The door to her right was closed, the one to her left ajar, enough for her to see the abominable surface elf seated in a curled position on the bed, hugging her bare knees and rocking in a stupor.

Kiriy closed the door and cast a spell of holding upon it, then moved for her prey.

“Do you know me, iblith?” she asked, entering.

Dahlia glanced up, but her stare remained blank.

“Do you know why I’ve come?” Kiriy asked.

No response at all, and Kiriy sighed. She had hoped it would be more fun than this. She started around the bottom of the bed, grinning as she turned her glance sidelong at Dahlia. She noticed then that the woman was holding something, some metal bar, beneath the bend in her legs. Kiriy took a cautious step away and began quietly casting, deliberately going through the words and movements of a spell of holding.

She wanted to take her time here, to make this abomination feel every moment of terror and agony, but she reminded herself that time was not on her side. Above all else, she had to make sure that Dahlia was dead-and consecrated in such an unholy manner that she could not, could never, be resurrected.

Her spell was complete and Dahlia started, as if in shock, then froze in place.

Kiriy Xorlarrin laughed at her. “Now you will be set free, iblith,” she whispered. She drew out a ceremonial dagger. She wanted to feel her blood, and wanted to be close enough to see the pain in the woman’s eyes.

She knew just when to free Dahlia from the spell of holding, too, just enough to hear that last wail before death.

“I always wondered how some of my kind could find a human attractive,” Gromph said. He let his robe slip to the floor and sat naked on the edge of his bed, patting the spot next to him. “Now I see you and I understand. I will show you pleasures you cannot begin to imagine.”

Catti-brie wore nothing but her smile and that simple nightgown, almost sheer, and hanging only to mid-thigh.

She didn’t feel naked, though. Her grin was full of knowledge, and her knowledge was as protective as the finest suit of mithral armor.

“As pleasurable as you expect I found those mind-magic intrusions you have been injecting into my thoughts?” she asked.

That got Gromph’s attention, and he looked at her curiously for a moment, then painted on an incredulous, surely feigned expression.

“That is quite a game that you designed and delivered,” Catti-brie went on. “I suppose I should be impressed-”

“You should be thankful,” Gromph interrupted.
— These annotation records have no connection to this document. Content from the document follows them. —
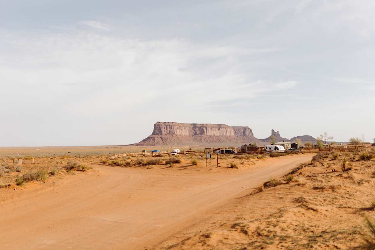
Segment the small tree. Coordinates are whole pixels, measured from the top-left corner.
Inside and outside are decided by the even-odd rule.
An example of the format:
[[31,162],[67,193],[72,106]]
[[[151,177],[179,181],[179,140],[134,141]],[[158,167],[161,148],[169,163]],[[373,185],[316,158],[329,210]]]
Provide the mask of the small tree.
[[323,144],[323,141],[321,140],[317,140],[316,144],[318,145],[318,147],[319,148],[324,148],[324,146]]
[[312,147],[312,143],[311,142],[305,142],[304,146],[308,148],[311,148]]
[[322,134],[319,135],[319,136],[316,137],[318,140],[321,140],[324,144],[327,144],[327,141],[328,140],[332,140],[333,139],[333,136],[329,135],[327,132],[324,132]]
[[271,138],[270,139],[271,139],[271,144],[274,144],[276,142],[275,142],[275,137],[273,136],[273,135],[271,135]]
[[297,139],[294,140],[294,142],[296,143],[298,143],[298,145],[300,146],[302,145],[302,140],[301,140],[299,138],[297,138]]
[[352,144],[356,145],[356,147],[361,144],[362,140],[359,137],[352,137],[349,139],[349,142]]

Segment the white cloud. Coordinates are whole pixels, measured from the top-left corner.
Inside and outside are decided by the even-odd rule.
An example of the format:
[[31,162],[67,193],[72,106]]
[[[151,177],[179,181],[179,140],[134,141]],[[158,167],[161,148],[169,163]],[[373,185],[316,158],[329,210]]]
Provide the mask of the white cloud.
[[98,21],[81,21],[81,23],[85,25],[90,26],[92,28],[94,28],[98,30],[102,30],[106,31],[110,31],[111,30],[111,27],[108,24],[101,22],[98,22]]

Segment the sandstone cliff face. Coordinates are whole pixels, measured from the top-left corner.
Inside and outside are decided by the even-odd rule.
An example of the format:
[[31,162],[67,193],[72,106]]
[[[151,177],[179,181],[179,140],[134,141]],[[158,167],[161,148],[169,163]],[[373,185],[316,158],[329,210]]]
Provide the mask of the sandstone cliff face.
[[[272,129],[271,130],[271,134],[274,137],[275,142],[282,142],[283,141],[288,141],[288,139],[285,138],[283,138],[280,136],[280,132],[279,131],[275,132],[275,131]],[[267,137],[265,139],[262,139],[261,141],[265,142],[270,143],[271,141],[271,136]]]
[[185,145],[259,141],[248,127],[159,121],[154,125],[151,135],[135,145]]
[[254,136],[248,127],[231,127],[225,124],[180,123],[158,121],[154,125],[152,135],[172,135],[225,136]]
[[[276,142],[292,141],[300,138],[303,142],[314,141],[310,136],[297,136],[288,140],[280,136],[280,132],[271,130]],[[151,135],[134,145],[137,146],[180,145],[225,144],[248,144],[257,142],[268,144],[270,136],[260,139],[254,136],[248,127],[231,127],[225,124],[181,123],[158,121],[154,125]],[[241,144],[239,144],[241,145]]]

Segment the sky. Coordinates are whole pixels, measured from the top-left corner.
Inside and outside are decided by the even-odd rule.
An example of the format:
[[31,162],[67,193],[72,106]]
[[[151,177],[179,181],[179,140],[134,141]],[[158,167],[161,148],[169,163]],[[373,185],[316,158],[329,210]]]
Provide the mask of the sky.
[[375,1],[0,0],[0,146],[157,121],[375,137]]

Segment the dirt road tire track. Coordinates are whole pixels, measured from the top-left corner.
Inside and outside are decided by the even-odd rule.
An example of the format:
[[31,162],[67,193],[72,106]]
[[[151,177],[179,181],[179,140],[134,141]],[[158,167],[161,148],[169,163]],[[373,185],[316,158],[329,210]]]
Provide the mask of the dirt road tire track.
[[0,249],[157,246],[311,157],[268,159],[230,174],[96,166],[96,172],[0,203]]

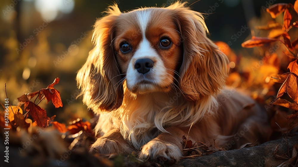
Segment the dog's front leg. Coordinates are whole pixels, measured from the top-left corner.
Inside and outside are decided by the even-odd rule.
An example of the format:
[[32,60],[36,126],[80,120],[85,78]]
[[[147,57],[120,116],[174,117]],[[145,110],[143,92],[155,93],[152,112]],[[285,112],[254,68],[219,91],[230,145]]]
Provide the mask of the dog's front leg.
[[132,148],[125,141],[119,130],[115,129],[98,139],[91,145],[89,152],[101,154],[129,154]]
[[165,130],[169,133],[162,133],[142,147],[139,156],[140,159],[150,158],[170,164],[180,159],[182,156],[182,136],[184,132],[174,127]]

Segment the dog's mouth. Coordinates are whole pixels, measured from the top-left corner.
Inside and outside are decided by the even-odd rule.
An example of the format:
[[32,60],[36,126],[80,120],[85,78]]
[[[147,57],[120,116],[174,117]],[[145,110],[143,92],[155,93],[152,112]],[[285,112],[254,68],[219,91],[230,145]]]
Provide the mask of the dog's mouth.
[[157,92],[166,92],[168,91],[170,88],[170,85],[162,86],[154,81],[145,79],[139,81],[132,86],[128,86],[133,93],[140,94]]

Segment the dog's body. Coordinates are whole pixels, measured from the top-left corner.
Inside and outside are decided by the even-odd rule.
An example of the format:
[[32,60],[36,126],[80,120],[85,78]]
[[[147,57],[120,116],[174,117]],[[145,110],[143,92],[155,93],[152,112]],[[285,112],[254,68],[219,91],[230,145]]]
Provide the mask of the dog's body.
[[103,137],[90,152],[136,149],[142,159],[178,160],[193,123],[190,140],[225,149],[268,137],[266,112],[235,89],[222,91],[228,61],[201,14],[184,5],[126,13],[115,5],[97,22],[77,76],[83,101],[100,115]]

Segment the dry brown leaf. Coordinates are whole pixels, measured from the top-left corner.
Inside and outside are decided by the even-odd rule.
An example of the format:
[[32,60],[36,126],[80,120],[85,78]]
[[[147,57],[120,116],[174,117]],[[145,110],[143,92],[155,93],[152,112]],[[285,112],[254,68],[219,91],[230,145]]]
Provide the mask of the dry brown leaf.
[[268,37],[272,38],[277,38],[280,36],[284,33],[285,31],[281,28],[274,29],[271,30],[269,32]]
[[279,3],[270,6],[266,10],[270,14],[271,17],[275,18],[289,7],[290,5],[288,4]]
[[292,72],[287,72],[289,75],[285,82],[281,86],[277,98],[282,97],[285,93],[287,93],[291,98],[297,103],[298,102],[298,90],[297,87],[297,75]]
[[241,44],[241,46],[243,47],[247,48],[260,47],[263,46],[265,44],[272,42],[278,40],[278,39],[274,38],[253,36],[252,37],[251,39],[242,43]]
[[288,69],[290,70],[291,72],[298,74],[298,62],[297,62],[297,60],[290,63],[288,66]]
[[280,28],[282,27],[283,25],[279,23],[274,21],[269,22],[266,26],[257,26],[254,27],[256,29],[268,30],[271,29]]
[[285,30],[289,28],[291,20],[292,20],[292,15],[289,12],[289,10],[286,9],[283,14],[283,30]]
[[66,128],[65,125],[63,123],[61,123],[56,121],[53,121],[52,123],[53,126],[60,133],[64,133],[68,130]]
[[294,10],[297,13],[298,13],[298,1],[297,0],[294,4]]
[[187,140],[185,135],[183,135],[182,137],[182,140],[183,141],[183,146],[184,146],[184,149],[190,149],[193,147],[193,141]]
[[295,59],[297,59],[297,57],[294,57],[294,56],[293,56],[293,55],[290,55],[290,54],[288,54],[287,53],[285,53],[285,52],[283,52],[283,53],[284,54],[285,54],[286,55],[287,55],[287,56],[288,56],[290,58],[295,58]]
[[46,112],[44,109],[31,101],[25,103],[24,108],[26,111],[30,112],[29,114],[38,126],[43,128],[49,126],[49,118],[47,116]]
He sat back easily, turning up his hips to more fully expose himself, letting her know that he understood the game to be up, and more importantly, that he didn’t care. “That I, the Archmage of Menzoberranzan, would take the time and effort to so pleasure you from afar.”

“But I find myself truly disappointed,” Catti-brie resolutely pressed on. “To think that one as accomplished as you, one whose reputation rivals the legends of Khelben, or even Elminster, would unlock such new and great mysteries of this other magic for use in such a petty manner.”

Gromph laughed at her and patted the bed again.

“Though I suppose that after so stupidly summoning Demogorgon to Menzoberranzan, you find it refreshingly small to attack a person in such a manner from afar,” Catti-brie finished, and Gromph’s demeanor turned ugly for a brief and telling instant. Catti-brie knew she had hurt him with that remark.

She wanted to hurt him a lot more than that.

“Attack?” he echoed, his expression reverting to confidence and ease. “I merely offered to you a vision. You let me in. Willingly. And in your accusation you referred to ‘those mind-magic intrusions,’ inferring more than one instance. Yet only once did I offer you a telepathic hint of the pleasures we two might enjoy together.”

His laughter cut into her heart. She didn’t want to believe him, and logically did not believe him, but the doubt …

“The rest-and were there many?-came wholly from your own imagination,” he said slyly. He beckoned to her with one hand and touched himself with the other. “Come,” he said, patting the bed insistently. “Do tell me of these fantasies. Let us see what pleasure they might inspire.”

And Gromph found that he was not alone on the bed-an unexpected guest was now sitting beside him, hot breath on his neck.

“Have you met Guenhwyvar?” Catti-brie asked.

Gromph snickered, but glanced warily at the huge black panther out of the corner of his eye. “Do you mean to kill me then?”